Circuit-QED based spectroscopies of quantum impurities

Quantum impurity problems describe a localized quantum system with a few degrees of freedom (the impurity), that is non-perturbatively coupled to a large system (the bath). These impurities can exist in many different forms in solid-state materials and nanostructures, such as charged  [1] or magnetic impurities [2], while the bath is typically constituted by a Fermi sea. However, understanding the quantum dynamics and the entanglement properties of these many-body electronic systems remains a tremendous challenge, both experimentally and theoretically.

The main underlying reason to this complexity lies in the presence of entanglement between the impurity and many modes of the bath that extend on a wide energy range, which prevents a brute force diagonalization of the full problem. In addition, in metallic devices such as artificial quantum dots, it has proved difficult experimentally to resolve or address electronic bath modes individually, due to internal losses of metallic islands.

Our approach consists in coupling a superconducting artificial atom (namely a transmon qubit) to a meta-material made of thousands of SQUIDs [3,4,5]. The latter sustains many photonic modes and shows characteristic impedance close to the quantum of resistance.
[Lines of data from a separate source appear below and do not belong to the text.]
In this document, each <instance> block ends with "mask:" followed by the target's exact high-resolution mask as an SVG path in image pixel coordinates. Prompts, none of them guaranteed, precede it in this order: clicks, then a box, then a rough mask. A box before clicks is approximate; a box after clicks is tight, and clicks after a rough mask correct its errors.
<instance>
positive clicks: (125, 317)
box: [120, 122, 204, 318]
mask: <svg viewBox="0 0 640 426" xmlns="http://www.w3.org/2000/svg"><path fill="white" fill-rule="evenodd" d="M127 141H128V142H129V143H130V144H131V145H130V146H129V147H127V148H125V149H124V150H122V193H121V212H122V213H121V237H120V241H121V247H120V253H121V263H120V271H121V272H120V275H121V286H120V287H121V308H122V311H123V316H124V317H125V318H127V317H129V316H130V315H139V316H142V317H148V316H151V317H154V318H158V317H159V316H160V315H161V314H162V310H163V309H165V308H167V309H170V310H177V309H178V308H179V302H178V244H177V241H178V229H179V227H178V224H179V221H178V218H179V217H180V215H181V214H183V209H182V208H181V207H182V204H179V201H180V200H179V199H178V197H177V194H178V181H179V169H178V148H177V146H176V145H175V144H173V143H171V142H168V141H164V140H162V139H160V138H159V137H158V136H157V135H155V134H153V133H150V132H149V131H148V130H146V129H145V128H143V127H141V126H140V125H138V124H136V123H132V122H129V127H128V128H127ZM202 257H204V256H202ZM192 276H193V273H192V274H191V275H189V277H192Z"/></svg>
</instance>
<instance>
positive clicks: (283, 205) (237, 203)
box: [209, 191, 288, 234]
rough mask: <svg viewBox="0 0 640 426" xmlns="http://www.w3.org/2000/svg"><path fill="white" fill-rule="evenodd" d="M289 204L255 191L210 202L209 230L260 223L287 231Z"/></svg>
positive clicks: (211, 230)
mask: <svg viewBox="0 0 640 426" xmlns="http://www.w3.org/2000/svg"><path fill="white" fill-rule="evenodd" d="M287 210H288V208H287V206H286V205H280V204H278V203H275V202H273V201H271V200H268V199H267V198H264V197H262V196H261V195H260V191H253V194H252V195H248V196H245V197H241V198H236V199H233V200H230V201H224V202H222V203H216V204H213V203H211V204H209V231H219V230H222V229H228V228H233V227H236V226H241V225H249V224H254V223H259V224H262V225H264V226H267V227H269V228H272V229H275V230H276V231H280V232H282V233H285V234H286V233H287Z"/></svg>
We succeeded in performing the full spectroscopy of the impurity plus bath system, which revealed strong hybridization of the transmon qubit with as many as ten modes of the bath. In this coupling regime, the common techniques used in circuit-QED (rotating wave approximation, exact diagonalization...) break down. To describe quantitatively our experimental data, we had to borrow a tool usually reserved to strongly interacting systems: the Self-Consistent Harmonic Approximation [6]. In the future, we plan to use this circuit to perform non-linear quantum optics experiments with a many-body system [4,7].

[1]     P. W. Anderson, Phys. Rev. Lett. 18, 1049 (1967)
[2]     J. Kondo, Prog. Theor. Phys. 32, 37 (1964).
[3]     K. Le Hur, Phys. Rev. B 85, 140506(R) (2012).
[4]     M. Goldstein et al., Phys. Rev. Lett. 110, 017002 (2013).
[5]     I. Snyman and S. Florens, Phys. Rev. B 92, 085131 (2015).
[6]     T. Giamarchi, ``Quantum physics in one dimension'' (Oxford 2003).
[7]     N. Gheeraert et al., in preparation.